The U.S. Supreme Court this May ruled that the Constitution allows towns to start their sessions with sectarian prayers . Justice Kennedy said that “offense does not equate to coercion”. What he wrote in his ruling was “ Adults often encounter speech they find disagreeable. Legislative bodies do not engage in impermissible coercion merely by exposing constituents to prayer they would rather not hear and in which they need not participate.”
All Eureka City Council members, this Tuesday, voted to update the city’s prayer policy to be consistent with this Supreme Court ruling.
Locally, no one has been required to participate in prayer at City Council meetings. The brief invocation is done at the beginning of the meeting. People who object are free to sit out or come a couple minutes late and they would not miss any part of the actual meeting.

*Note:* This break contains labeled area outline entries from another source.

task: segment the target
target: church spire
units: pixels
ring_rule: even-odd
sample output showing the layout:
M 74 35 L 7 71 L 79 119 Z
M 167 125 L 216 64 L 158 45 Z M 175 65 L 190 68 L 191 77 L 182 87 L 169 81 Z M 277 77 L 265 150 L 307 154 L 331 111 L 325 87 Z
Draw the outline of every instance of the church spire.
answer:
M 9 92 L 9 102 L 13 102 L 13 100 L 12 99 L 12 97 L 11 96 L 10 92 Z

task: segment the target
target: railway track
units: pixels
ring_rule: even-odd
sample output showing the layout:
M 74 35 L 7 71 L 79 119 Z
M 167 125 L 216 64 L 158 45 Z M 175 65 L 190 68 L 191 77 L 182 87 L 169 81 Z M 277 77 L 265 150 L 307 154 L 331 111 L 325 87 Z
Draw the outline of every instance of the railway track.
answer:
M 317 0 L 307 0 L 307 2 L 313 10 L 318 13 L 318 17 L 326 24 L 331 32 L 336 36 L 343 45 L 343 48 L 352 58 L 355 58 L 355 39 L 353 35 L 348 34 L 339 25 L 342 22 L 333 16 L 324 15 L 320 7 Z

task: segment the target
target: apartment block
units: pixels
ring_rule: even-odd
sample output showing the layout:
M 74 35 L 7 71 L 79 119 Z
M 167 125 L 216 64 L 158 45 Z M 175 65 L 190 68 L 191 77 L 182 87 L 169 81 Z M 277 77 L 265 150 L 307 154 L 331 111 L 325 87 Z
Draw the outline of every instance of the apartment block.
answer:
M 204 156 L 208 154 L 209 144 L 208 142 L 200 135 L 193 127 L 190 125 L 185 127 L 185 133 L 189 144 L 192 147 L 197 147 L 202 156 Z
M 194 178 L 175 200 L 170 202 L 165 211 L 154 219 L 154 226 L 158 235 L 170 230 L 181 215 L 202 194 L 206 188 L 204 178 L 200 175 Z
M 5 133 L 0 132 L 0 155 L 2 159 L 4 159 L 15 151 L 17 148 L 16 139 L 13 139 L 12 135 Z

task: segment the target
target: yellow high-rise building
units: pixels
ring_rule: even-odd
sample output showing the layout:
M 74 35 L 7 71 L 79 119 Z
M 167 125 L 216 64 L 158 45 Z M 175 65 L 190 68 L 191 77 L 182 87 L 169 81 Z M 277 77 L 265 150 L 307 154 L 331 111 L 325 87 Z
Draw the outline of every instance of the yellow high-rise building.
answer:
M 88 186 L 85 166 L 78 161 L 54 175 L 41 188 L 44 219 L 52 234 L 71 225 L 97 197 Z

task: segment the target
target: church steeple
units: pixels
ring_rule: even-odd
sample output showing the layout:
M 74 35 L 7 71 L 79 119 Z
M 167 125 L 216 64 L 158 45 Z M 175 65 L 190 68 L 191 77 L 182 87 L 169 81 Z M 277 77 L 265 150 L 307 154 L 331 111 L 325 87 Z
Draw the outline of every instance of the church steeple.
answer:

This policy change is one I support. It is not just because the country’s highest court says so. It is about the Eureka City Council representing all it’s citizens, not just a vocal group of people who sue when they do not get their way. It is also not about whose numbers are larger or who can shout the loudest.
Under threats of lawsuits, the Eureka City Council agreed to non-sectarian prayer. That was not good enough for some people. They still sued. Judge Bruce Watson in a ruling said non-sectarian prayers are lawful.
Faith is a daily part of many people’s lives including mine. So is tradition. Unlike some people who feel accountable to no one or think intellectual knowledge answers everything, some of us believe in a power greater than any human. We believe a God, who wants the best for all people, even atheists.
I would rather trust a politician who is humble to know that he or she may not make the best decision for all, but can attempt to by asking for guidance from a higher power than someone who thinks they know best.
Many of us agree that locally poverty, mental illness and addictions need to be addressed and people need help. As an individual in a subjective, narcisissistic society, I feel discouraged. As a believer in God, I feel hope and the strength to make a difference in small ways I can as an individual.
The Eureka City Council is a compromise to both sides. One wants to compromise, the other sue. One is thinking of all interests. The other only theirs.
It is ironic that the ACLU that claims to protect civil liberties has assisted some groups of people to trample on the rights of others.
The recent Hobby Lobby decision is another example where the Courts are standing up for all citizens of America and religious liberty.